Según los hechos ventilados por la Fiscalía Regional 3, la situación de acoso ocurrió el 3 de julio de 2025, alrededor de las 8.30, en la Universidad de Ciencias Empresariales y Sociales (UCES), ubicada en la esquina de Castelli y Alvear, en el centro de Venado Tuerto.
De acuerdo con la acusación formal, publicada por el periodista Mauro Dalmazzo en El Litoral, el docente, identificado como E.J.R., nacido en Rosario y con domicilio legal en Venado Tuerto, se encontraba tomando un examen a una joven de 21 años cuando se acercó, le colocó la mano sobre el hombro y le formuló una pregunta inapropiada: “Si un compañero se te insinuara o yo te chamuyara, ¿vos te sentirías insegura?”.
Minutos más tarde, al devolverle el examen, volvió a acercarse a corta distancia, lo que generó incomodidad en la alumna. Finalmente, cerró la puerta del aula y le dijo: “¿Te puedo robar un beso?” y, sin recibir respuesta, le besó el cachete.

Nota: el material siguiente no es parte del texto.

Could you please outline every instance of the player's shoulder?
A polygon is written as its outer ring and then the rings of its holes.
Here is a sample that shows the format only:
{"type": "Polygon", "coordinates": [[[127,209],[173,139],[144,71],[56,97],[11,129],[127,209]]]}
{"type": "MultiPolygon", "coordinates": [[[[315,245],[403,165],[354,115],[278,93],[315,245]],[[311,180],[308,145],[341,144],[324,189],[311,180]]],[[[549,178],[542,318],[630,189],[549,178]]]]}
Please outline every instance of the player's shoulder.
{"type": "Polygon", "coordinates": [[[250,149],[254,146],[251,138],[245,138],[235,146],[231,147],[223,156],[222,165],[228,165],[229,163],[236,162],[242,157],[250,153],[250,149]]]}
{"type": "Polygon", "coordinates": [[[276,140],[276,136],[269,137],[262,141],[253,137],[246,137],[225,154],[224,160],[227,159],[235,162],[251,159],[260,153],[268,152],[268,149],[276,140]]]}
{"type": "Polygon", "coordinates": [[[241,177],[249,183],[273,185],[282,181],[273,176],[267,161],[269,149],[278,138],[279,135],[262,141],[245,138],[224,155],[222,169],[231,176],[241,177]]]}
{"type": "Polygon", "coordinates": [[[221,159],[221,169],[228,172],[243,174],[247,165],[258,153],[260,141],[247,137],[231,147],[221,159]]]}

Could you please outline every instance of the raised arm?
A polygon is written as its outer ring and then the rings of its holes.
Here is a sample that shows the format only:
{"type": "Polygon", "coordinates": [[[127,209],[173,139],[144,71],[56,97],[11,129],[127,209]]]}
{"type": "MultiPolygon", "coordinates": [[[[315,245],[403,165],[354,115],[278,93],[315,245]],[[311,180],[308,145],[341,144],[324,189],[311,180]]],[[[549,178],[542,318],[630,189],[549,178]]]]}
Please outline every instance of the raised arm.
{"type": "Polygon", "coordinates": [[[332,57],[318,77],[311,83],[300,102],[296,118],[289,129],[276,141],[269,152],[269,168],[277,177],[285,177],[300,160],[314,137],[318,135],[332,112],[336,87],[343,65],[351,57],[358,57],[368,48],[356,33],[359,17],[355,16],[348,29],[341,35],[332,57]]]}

Además de la vía administrativa en la institución, el caso tuvo su proceso penal. La fiscal Mayra Vuletic calificó la conducta como una contravención por acoso sexual y un juez validó la imputación.
Este mes, la fiscal Vuletic presentó la alternativa de una suspensión de juicio a prueba para el imputado, que fue aceptada tanto por el profesor como por su defensa.
El acuerdo fue homologado por el juez Leandro Martín y establece reglas de conducta y obligaciones por el plazo de 12 meses, entre ellas la firma mensual en la Agencia de Medidas no Privativas de la Libertad para constatar arraigo y permanencia en su domicilio de Venado Tuerto, la obligación de residir en el domicilio declarado y notificar cualquier cambio, la prohibición de acercamiento y contacto con la víctima, su domicilio, lugar de estudios o de trabajo, así como con su familia, la abstención de consumir alcohol en exceso o drogas y el mantenimiento de buena conducta, el sometimiento al control pospenitenciario de la Dirección Provincial de Asistencia y Control, la prohibición de portar armas y la inhabilitación para ejercer la docencia durante la vigencia de la medida.
Como reparación económica, la Fiscalía propuso que el imputado entregue la suma de 100 mil pesos, monto que deberá ser destinado al Hogar San José de la ciudad de Venado Tuerto. A la vez se le impuso una multa de $1.200.000.